In cases with acute colitis, initiation of supportive care alongside direct treatment is often beneficial, as intestinal inflammation, diarrhoea and, potentially, both cardiovascular status and foot health may deteriorate following treatment.
In clinical cases of suspected cyathostominosis, reliance on a serological ELISA is not advised. Concurrent corticosteroid administration may be advisable, unless specifically contraindicated.
Antimicrobials have the potential to adversely affect recovery in colitis cases. They should not be a routine component of therapy.
However, cases exist where their use is likely to be beneficial.
If C perfringens or C difficile are identified, and the horse is systemically compromised, then metronidazole therapy could be indicated. If the horse is severely compromised and another reason for colitis is not evident, antimicrobial therapy might be considered prior to faecal results becoming available.
Antibiotics are not generally recommended in acute cases of Salmonella species-associated colitis. However, they may be required in chronic cases where recovery from clinical signs and cessation of shedding have been unsuccessful. In these cases, it is important to also consider why recovery has been inadequate and whether additional factors require attention.
Antibiotic choice should be based on an antibiogram to facilitate effective targeted treatment.
Di-tri-octahedral smectite binds toxins, bacteria, viruses and free radicals. Experimental evidence suggests it is useful in the treatment of equine colitis and in helping to prevent diarrhoea in at risk patients.
Some medications bind to this compound, so this should be considered when medication timings are being decided.
Experimental evidence suggests metronidazole does not bind to this clay.
Probiotics are suggested to modulate the immune system, produce antimicrobial compounds, inactivate bacterial toxins and increase colonisation resistance.
Only weak evidence exists to suggest that probiotics are useful in adult equine intestinal disease, although a role may exist for them to play.
Whether probiotic use is safe in adult horses is unknown, but adverse effects have not been reported.
Some (limited) evidence exists that faecal microbial transplantation (transfaunation) may be helpful in cases with acute colitis.
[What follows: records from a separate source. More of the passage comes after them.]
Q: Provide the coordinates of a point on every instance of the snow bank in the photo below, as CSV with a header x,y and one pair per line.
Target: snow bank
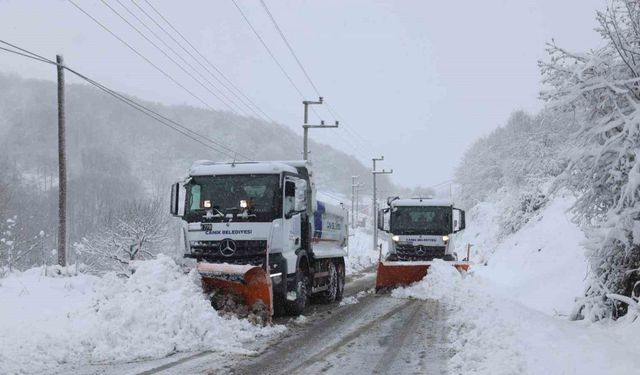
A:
x,y
493,335
441,282
542,266
45,322
503,317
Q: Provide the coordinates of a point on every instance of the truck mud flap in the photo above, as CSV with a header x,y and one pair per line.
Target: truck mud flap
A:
x,y
250,284
394,274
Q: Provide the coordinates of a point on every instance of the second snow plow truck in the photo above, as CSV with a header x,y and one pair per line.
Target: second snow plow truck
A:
x,y
257,232
421,229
The main potential risk associated with transfaunation is the transmission of infectious disease from the donor to the recipient. Donors should be clinically healthy.
As a minimum, faecal testing should include a faecal Salmonella species culture/enriched qPCR and a faecal egg count. An optimal protocol is unestablished, but typically, 2L of final product per 500kg horse is given per administration via nasogastric tube.
Misoprostol therapy may be beneficial – especially in cases with NSAID toxicity. This prostaglandin analogue is thought to increase intestinal blood flow and decrease neutrophilic inflammation.
Misoprostol is contraindicated in pregnancy and must not to be handled by pregnant women.
The majority of horses with pyrexia have a viral or bacterial infection. The clinical history and physical examination will often point towards the reason.
However, in cases where they do not, then contagious respiratory disease, colitis and peritonitis are worth particular consideration.
PCR assessment for respiratory pathogens, haematology, serum biochemistry and peritoneal fluid analysis are usually useful next steps.